Il y a quelque chose de dérangeant dans ce concours où 2 millions de dollars seront tirés au sort parmi les vaccinés. Sur le plan éthique, cela semble incongru.

Guy Djandji
Guy Djandji Entrepreneur, conseiller en administration et chasseur de têtes à la retraite, Montréal

En effet, alors que le monde entier, et notre pays en particulier, subit une grave crise sanitaire, on s’attendrait à ce que la règle soit de suivre volontairement les directives pour contrer cette pandémie. La vie en société est fondée sur l’acceptation bénévole de lois, de règles ou de rituels qui permettent de vivre ensemble. En se conformant ainsi à ces normes claires ou implicites, on accepte, en échange, de faire des compromis et des concessions que l’on ne ferait pas si on vivait isolé sur une île. En échange, le citoyen reçoit les services de l’État en matière de santé, d’éducation, d’ordre public, de finances, etc. Bref, l’État a pour mission de protéger les individus et d’assurer leur épanouissement. Si un citoyen ne se conforme pas à ses règles, l’État est en devoir de sévir pour assurer la pérennité harmonieuse de la vie sociale. Il utilise le bâton pour décourager ceux qui voudraient perturber ces conventions.

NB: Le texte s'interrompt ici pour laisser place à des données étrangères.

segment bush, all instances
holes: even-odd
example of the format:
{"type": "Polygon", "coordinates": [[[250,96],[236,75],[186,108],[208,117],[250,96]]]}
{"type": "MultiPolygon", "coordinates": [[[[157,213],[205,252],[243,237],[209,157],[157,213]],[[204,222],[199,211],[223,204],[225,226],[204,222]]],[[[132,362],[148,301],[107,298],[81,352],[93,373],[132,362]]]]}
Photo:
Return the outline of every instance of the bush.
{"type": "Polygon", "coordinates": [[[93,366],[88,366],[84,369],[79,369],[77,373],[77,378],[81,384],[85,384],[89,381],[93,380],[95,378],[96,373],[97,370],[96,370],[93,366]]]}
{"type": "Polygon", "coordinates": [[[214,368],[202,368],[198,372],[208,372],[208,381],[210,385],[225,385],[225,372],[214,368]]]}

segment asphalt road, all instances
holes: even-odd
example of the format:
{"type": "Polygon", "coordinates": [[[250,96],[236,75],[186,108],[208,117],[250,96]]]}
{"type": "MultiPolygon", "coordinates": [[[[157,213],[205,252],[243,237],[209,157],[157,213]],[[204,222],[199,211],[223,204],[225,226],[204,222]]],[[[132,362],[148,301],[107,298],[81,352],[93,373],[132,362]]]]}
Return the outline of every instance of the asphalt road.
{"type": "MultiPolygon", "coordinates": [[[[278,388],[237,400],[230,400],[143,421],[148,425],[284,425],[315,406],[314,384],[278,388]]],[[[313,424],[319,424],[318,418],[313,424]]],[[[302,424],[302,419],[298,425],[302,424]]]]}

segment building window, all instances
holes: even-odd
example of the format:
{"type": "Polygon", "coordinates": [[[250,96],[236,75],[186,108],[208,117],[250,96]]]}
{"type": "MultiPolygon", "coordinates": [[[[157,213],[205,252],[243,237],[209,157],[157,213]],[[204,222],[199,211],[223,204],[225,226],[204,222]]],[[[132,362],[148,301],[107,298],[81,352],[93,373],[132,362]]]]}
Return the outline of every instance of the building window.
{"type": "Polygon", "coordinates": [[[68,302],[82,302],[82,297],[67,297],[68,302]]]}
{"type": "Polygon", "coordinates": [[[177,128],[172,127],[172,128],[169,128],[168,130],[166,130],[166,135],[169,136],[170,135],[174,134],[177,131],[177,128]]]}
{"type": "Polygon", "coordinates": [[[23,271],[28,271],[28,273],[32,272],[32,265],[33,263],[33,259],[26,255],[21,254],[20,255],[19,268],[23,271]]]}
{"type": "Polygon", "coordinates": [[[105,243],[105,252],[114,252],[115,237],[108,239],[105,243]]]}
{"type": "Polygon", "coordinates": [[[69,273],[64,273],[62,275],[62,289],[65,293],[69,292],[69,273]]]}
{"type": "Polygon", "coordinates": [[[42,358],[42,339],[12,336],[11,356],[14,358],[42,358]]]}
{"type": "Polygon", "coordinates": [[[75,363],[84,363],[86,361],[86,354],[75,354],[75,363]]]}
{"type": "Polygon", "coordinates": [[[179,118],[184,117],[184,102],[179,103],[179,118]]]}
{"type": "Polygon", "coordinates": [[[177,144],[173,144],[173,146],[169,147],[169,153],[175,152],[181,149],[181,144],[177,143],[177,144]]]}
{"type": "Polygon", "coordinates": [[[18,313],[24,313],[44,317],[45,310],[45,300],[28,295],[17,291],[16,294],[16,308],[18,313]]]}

L’État devrait-il utiliser des incitatifs pour encourager les citoyens à se conformer aux normes, lois et règlements ? Sans doute que oui, si ces incitatifs sont de l’ordre de l’éducation et de la promotion du bien-être qu’ils représentent pour la vie citoyenne. Si un citoyen fait un geste nuisible aux normes généralement acceptées du « vivre ensemble », il court le risque d’en subir certaines conséquences. Ses seules motivation et récompense devraient être de ne pas causer de tort à ses concitoyens. De là à le récompenser financièrement, il y a une marge que la loterie vaccinale franchit allègrement sans en analyser les conséquences éthiques.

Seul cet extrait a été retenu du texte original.